Is the music in the 2nd BBC link from Reich's Different Trains, or does it only sound similar?
posted by univac at 8:18 AM on July 26, 2015 [1 favorite]


"Tell them Large Margaret sent thou!"
posted by a lungful of dragon at 8:45 AM on July 26, 2015 [6 favorites]


thee
#notallpedantsespeciallytheincorrectones

posted by Wolof at 9:01 AM on July 26, 2015 [4 favorites]
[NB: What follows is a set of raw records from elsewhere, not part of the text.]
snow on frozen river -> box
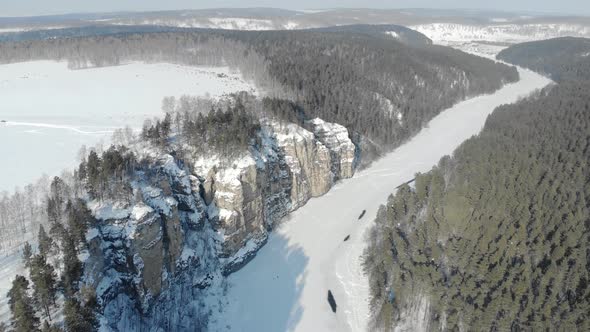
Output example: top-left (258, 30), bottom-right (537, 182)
top-left (213, 69), bottom-right (550, 331)
top-left (0, 61), bottom-right (253, 191)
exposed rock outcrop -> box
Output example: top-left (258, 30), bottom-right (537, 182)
top-left (86, 119), bottom-right (356, 330)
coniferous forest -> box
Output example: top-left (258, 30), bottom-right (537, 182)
top-left (364, 39), bottom-right (590, 331)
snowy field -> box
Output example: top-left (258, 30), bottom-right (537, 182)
top-left (0, 61), bottom-right (253, 191)
top-left (213, 66), bottom-right (550, 331)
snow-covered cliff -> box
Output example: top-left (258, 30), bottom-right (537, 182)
top-left (85, 119), bottom-right (356, 331)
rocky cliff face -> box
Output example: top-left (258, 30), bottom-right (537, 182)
top-left (86, 119), bottom-right (356, 331)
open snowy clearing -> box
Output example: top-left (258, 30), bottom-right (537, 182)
top-left (0, 61), bottom-right (254, 191)
top-left (212, 69), bottom-right (550, 331)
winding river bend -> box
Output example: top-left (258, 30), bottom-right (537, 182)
top-left (215, 69), bottom-right (550, 332)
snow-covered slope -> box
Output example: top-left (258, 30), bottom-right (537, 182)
top-left (411, 23), bottom-right (590, 43)
top-left (212, 66), bottom-right (549, 331)
top-left (409, 21), bottom-right (590, 58)
top-left (80, 119), bottom-right (355, 331)
top-left (0, 61), bottom-right (254, 191)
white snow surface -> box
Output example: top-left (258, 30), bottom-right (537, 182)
top-left (0, 61), bottom-right (255, 191)
top-left (212, 69), bottom-right (550, 331)
top-left (409, 23), bottom-right (590, 44)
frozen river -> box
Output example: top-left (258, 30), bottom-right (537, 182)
top-left (0, 61), bottom-right (253, 191)
top-left (214, 69), bottom-right (550, 331)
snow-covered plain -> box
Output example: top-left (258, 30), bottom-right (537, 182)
top-left (409, 19), bottom-right (590, 59)
top-left (0, 61), bottom-right (254, 191)
top-left (212, 69), bottom-right (550, 331)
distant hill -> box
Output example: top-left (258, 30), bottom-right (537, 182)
top-left (498, 37), bottom-right (590, 81)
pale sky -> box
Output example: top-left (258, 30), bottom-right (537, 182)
top-left (0, 0), bottom-right (590, 17)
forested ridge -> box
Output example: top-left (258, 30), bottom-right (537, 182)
top-left (498, 37), bottom-right (590, 81)
top-left (0, 26), bottom-right (518, 148)
top-left (364, 46), bottom-right (590, 331)
top-left (0, 25), bottom-right (518, 331)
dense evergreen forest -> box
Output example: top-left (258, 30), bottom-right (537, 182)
top-left (0, 25), bottom-right (518, 331)
top-left (0, 178), bottom-right (99, 332)
top-left (498, 37), bottom-right (590, 81)
top-left (364, 45), bottom-right (590, 331)
top-left (0, 26), bottom-right (518, 148)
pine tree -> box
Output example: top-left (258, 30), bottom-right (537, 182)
top-left (37, 225), bottom-right (54, 256)
top-left (30, 254), bottom-right (57, 320)
top-left (40, 321), bottom-right (63, 332)
top-left (62, 231), bottom-right (82, 297)
top-left (23, 241), bottom-right (33, 268)
top-left (86, 150), bottom-right (101, 196)
top-left (8, 275), bottom-right (39, 332)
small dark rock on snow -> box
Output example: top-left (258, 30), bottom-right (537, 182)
top-left (359, 210), bottom-right (367, 220)
top-left (328, 290), bottom-right (336, 312)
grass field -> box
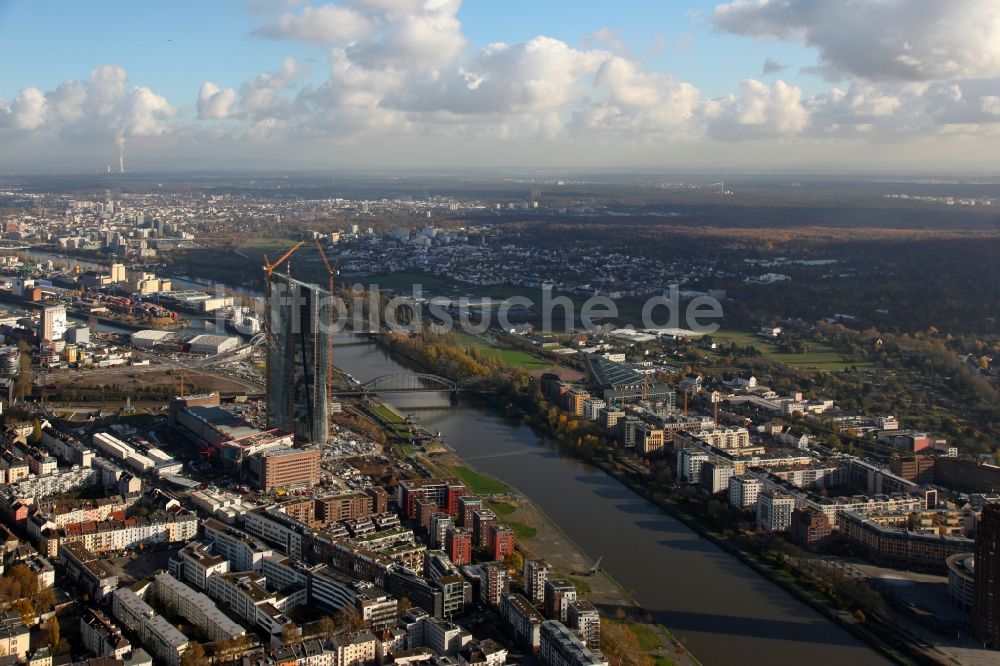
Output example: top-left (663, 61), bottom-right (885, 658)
top-left (458, 333), bottom-right (549, 372)
top-left (563, 576), bottom-right (590, 596)
top-left (504, 520), bottom-right (538, 541)
top-left (711, 331), bottom-right (871, 371)
top-left (486, 502), bottom-right (517, 516)
top-left (371, 405), bottom-right (406, 425)
top-left (452, 465), bottom-right (513, 496)
top-left (628, 622), bottom-right (663, 652)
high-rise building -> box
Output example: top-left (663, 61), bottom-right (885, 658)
top-left (267, 272), bottom-right (333, 445)
top-left (972, 504), bottom-right (1000, 649)
top-left (524, 560), bottom-right (552, 602)
top-left (479, 562), bottom-right (510, 606)
top-left (109, 260), bottom-right (128, 284)
top-left (545, 578), bottom-right (576, 622)
top-left (444, 527), bottom-right (472, 566)
top-left (486, 523), bottom-right (514, 560)
top-left (39, 305), bottom-right (66, 342)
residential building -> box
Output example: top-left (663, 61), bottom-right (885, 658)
top-left (80, 608), bottom-right (132, 659)
top-left (479, 562), bottom-right (510, 606)
top-left (486, 523), bottom-right (514, 560)
top-left (757, 489), bottom-right (795, 532)
top-left (332, 629), bottom-right (376, 666)
top-left (155, 573), bottom-right (246, 641)
top-left (202, 518), bottom-right (274, 571)
top-left (945, 553), bottom-right (976, 613)
top-left (500, 594), bottom-right (545, 652)
top-left (568, 599), bottom-right (601, 649)
top-left (729, 474), bottom-right (764, 510)
top-left (789, 508), bottom-right (833, 550)
top-left (398, 478), bottom-right (468, 520)
top-left (111, 587), bottom-right (188, 666)
top-left (544, 578), bottom-right (576, 623)
top-left (540, 620), bottom-right (608, 666)
top-left (444, 527), bottom-right (472, 566)
top-left (970, 504), bottom-right (1000, 650)
top-left (524, 560), bottom-right (552, 603)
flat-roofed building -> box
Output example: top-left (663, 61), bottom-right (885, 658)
top-left (568, 599), bottom-right (601, 649)
top-left (248, 447), bottom-right (319, 491)
top-left (59, 543), bottom-right (119, 600)
top-left (544, 578), bottom-right (576, 622)
top-left (170, 541), bottom-right (229, 590)
top-left (80, 608), bottom-right (132, 659)
top-left (500, 594), bottom-right (545, 652)
top-left (524, 560), bottom-right (552, 603)
top-left (202, 518), bottom-right (274, 571)
top-left (540, 620), bottom-right (608, 666)
top-left (155, 573), bottom-right (246, 641)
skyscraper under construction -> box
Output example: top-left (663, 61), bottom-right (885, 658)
top-left (267, 272), bottom-right (332, 445)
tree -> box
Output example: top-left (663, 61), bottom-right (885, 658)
top-left (49, 615), bottom-right (59, 652)
top-left (281, 622), bottom-right (302, 645)
top-left (337, 606), bottom-right (365, 631)
top-left (316, 612), bottom-right (338, 638)
top-left (181, 641), bottom-right (209, 666)
top-left (14, 598), bottom-right (35, 627)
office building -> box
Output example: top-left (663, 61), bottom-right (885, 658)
top-left (757, 490), bottom-right (795, 532)
top-left (397, 478), bottom-right (468, 520)
top-left (972, 504), bottom-right (1000, 649)
top-left (500, 594), bottom-right (545, 652)
top-left (945, 553), bottom-right (976, 612)
top-left (444, 527), bottom-right (472, 566)
top-left (247, 447), bottom-right (319, 490)
top-left (486, 524), bottom-right (514, 560)
top-left (544, 578), bottom-right (576, 623)
top-left (568, 599), bottom-right (601, 649)
top-left (38, 305), bottom-right (66, 342)
top-left (540, 620), bottom-right (608, 666)
top-left (729, 474), bottom-right (764, 510)
top-left (524, 560), bottom-right (552, 603)
top-left (479, 562), bottom-right (510, 606)
top-left (267, 272), bottom-right (333, 445)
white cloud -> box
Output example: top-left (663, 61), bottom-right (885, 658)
top-left (582, 28), bottom-right (628, 56)
top-left (255, 5), bottom-right (374, 44)
top-left (198, 81), bottom-right (236, 120)
top-left (979, 95), bottom-right (1000, 116)
top-left (712, 0), bottom-right (1000, 81)
top-left (0, 65), bottom-right (175, 140)
top-left (0, 88), bottom-right (45, 130)
top-left (705, 79), bottom-right (809, 141)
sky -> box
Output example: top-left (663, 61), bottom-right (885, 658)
top-left (0, 0), bottom-right (1000, 175)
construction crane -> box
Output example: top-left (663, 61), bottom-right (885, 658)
top-left (263, 241), bottom-right (306, 296)
top-left (262, 241), bottom-right (305, 427)
top-left (313, 237), bottom-right (337, 446)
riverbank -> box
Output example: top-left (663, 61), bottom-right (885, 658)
top-left (404, 436), bottom-right (701, 666)
top-left (358, 330), bottom-right (908, 663)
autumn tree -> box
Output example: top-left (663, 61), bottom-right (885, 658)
top-left (48, 615), bottom-right (59, 652)
top-left (181, 641), bottom-right (209, 666)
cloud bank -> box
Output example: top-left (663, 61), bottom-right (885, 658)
top-left (0, 0), bottom-right (1000, 169)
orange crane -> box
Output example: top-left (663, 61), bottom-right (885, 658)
top-left (263, 241), bottom-right (306, 295)
top-left (262, 241), bottom-right (305, 426)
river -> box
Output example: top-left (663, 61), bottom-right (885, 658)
top-left (334, 344), bottom-right (890, 666)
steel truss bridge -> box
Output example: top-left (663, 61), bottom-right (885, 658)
top-left (333, 372), bottom-right (496, 396)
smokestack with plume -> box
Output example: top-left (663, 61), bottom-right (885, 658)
top-left (115, 134), bottom-right (125, 173)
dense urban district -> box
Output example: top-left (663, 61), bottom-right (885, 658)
top-left (0, 174), bottom-right (1000, 666)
This is the most British statement ever (first link):
To celebrate his 50th birthday, they went to Berney Arms in Norfolk. “It has to be one of the maddest places we have both been to,” he says. “No words can describe how isolated this place was.” The closest road was three miles away; the only nearby structures were a shuttered pub and an old windmill.
A) You just used words
B) Three miles from a road is indescribably isolated? SO BRITISH.
C) You can reach it by boat. And on foot. And by train. And the defunct windmill is a monument. And the pub is bustling.
D) SO BRITISH
posted by Eyebrows McGee at 9:41 AM on July 26, 2015 [11 favorites]


I was hoping these would turn out to be the early-morning "milk trains" that people are forever having to catch in P.G. Wodehouse stories.
posted by lagomorphius at 9:44 AM on July 26, 2015


i can assure you right now that the silver car at the back of the train that gets left at the ghost stations is definitely *NOT* being used to perform alien autopsies.
posted by indubitable at 10:16 AM on July 26, 2015


Love the Specials reference in the title
posted by clockzero at 12:34 PM on July 26, 2015


Insert Edge of Darkness reference. Work here done.